To solve an equation, you need to perform operations that will isolate the variable on one side of the equation.
Here is how it's done step by step:
1. Simplify both sides of the equation if needed by combining like terms.
2. Use addition or subtraction to move terms that don’t contain the variable to the other side.
3. Use multiplication or division to solve for the variable.
In this problem, we started with the equation \[ 3s \times 1.5 + s \times \frac{1}{3} = 108 \] and simplified it to \[ 4.833s = 108 \] This allowed us to solve for the variable: \[ s = \frac{108}{4.833} \ s \approx 22.36 \] Breaking down each step helps in understanding how the operations transform the equation and why the solution is valid.

The distance-rate-time relationship is a fundamental concept in algebra and helps to solve word problems involving motion.
The formula is:

\[ Distance = Rate \times Time \] In simpler words, the distance traveled is equal to the speed (rate) multiplied by the time spent traveling.

In this exercise, Aaron's trip to his cabin required calculating how far he traveled at different speeds.
His speed on the freeway is given as three times his speed on the mountain road.

By breaking down the total travel time, we know:

• He drove 1.5 hours on the freeway
• He drove \( \frac{1}{3} \) hours on the mountain road

This allows us to use the distance formula for each part of his journey:

• Freeway: \( 3s \times 1.5 \)
• Mountain road: \( s \times \frac{1}{3} \)

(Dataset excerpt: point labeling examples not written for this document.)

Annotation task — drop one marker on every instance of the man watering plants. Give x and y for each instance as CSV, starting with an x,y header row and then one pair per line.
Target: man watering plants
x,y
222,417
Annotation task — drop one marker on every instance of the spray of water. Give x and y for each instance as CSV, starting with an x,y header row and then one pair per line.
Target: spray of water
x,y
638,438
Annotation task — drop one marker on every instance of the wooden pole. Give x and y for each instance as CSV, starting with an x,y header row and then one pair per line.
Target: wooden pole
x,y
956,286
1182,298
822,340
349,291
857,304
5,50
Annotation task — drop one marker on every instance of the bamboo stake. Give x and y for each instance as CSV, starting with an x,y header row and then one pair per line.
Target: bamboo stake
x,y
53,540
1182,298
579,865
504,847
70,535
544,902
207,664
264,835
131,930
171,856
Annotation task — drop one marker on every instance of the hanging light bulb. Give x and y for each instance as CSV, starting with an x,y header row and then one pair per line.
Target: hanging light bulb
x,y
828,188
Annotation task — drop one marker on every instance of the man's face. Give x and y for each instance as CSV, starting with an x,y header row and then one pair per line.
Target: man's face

Summing these distances and setting them equal to the total distance (108 miles) led us to our distance equation.

Defining variables is the first step in solving word problems in algebra.
Variables represent unknown quantities and help in setting up equations to solve problems.
For instance, in this problem:

• Let \( s \) be the speed on the mountain road in miles per hour.
• Then his speed on the freeway is \( 3s \) because it is stated that it is three times the speed on the mountain road.

By clearly defining the variables, we created a basis for our equations.
The defined variables were then used to express other related quantities in the problem
(like distances traveled on different parts of the road).
This systematic assignment of variables simplifies the process of building and solving equations.